Keepers of the House
- First edition
- Author: Lisa St Aubin de Terán
- Cover artist: Jenny Tylden-Wright
- Language: English
- Publisher: Jonathan Cape (UK) Harper & Row (US)
- Publication date: 1982
- Publication place: United Kingdom
- Media type: Print
- Pages: 192
- ISBN: 0-224-02001-3

= Keepers of the House =

1982 debut novel of Lisa St Aubin de Terán

Keepers of the House is the debut novel of Lisa St Aubin de Terán, published as The Long Way Home in the US. The novel is autobiographical and set in a Venezuelan valley beset by drought.
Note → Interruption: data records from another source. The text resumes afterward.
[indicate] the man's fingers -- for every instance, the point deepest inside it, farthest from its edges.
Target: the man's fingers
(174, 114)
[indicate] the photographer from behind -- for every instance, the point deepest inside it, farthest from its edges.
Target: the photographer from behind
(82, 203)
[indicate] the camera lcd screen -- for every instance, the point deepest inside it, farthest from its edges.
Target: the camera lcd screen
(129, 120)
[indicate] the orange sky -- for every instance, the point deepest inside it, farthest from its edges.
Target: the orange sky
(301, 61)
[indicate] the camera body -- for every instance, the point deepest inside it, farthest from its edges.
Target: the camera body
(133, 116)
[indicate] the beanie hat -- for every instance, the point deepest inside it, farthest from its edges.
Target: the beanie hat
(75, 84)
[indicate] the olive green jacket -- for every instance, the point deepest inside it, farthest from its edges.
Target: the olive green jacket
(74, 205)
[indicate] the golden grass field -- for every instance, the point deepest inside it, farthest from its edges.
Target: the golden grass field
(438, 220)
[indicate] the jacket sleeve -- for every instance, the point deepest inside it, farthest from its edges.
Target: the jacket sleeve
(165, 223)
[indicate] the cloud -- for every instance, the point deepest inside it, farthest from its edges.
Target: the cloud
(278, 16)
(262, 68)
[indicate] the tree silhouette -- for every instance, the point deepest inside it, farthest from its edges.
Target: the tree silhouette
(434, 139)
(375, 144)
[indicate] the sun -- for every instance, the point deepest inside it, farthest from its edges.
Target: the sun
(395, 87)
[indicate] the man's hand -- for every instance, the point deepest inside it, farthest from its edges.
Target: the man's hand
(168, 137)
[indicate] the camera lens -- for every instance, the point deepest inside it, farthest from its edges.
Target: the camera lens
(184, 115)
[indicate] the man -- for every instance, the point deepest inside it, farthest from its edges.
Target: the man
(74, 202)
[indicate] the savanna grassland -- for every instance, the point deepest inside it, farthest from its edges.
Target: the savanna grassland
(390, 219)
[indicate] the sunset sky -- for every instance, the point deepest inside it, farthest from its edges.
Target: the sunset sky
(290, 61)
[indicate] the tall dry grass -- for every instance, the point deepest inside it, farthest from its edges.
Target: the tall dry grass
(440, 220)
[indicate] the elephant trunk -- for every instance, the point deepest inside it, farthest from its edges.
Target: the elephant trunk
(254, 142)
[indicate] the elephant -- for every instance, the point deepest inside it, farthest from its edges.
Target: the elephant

First published in 1982 by Jonathan Cape in London, it won the 1983 Somerset Maugham Award.

==Plot introduction==
The story concerns Lydia an Englishwoman who has married Diego, the second to last survivor of the Beltrán family. They return to La Bebella, a dilapidated mansion on a neglected estate upon which years of drought and disease have taken their toll. Only Benito, her husband's retainer, remains and when her husband becomes depressed and a virtual recluse, Lydia has to take on the management of the estate with its sparse avocado and sugar cane crops. Benito recounts to her the history of the family and its gradual decline and it is this history and the characters concerned which forms the bulk of the narrative.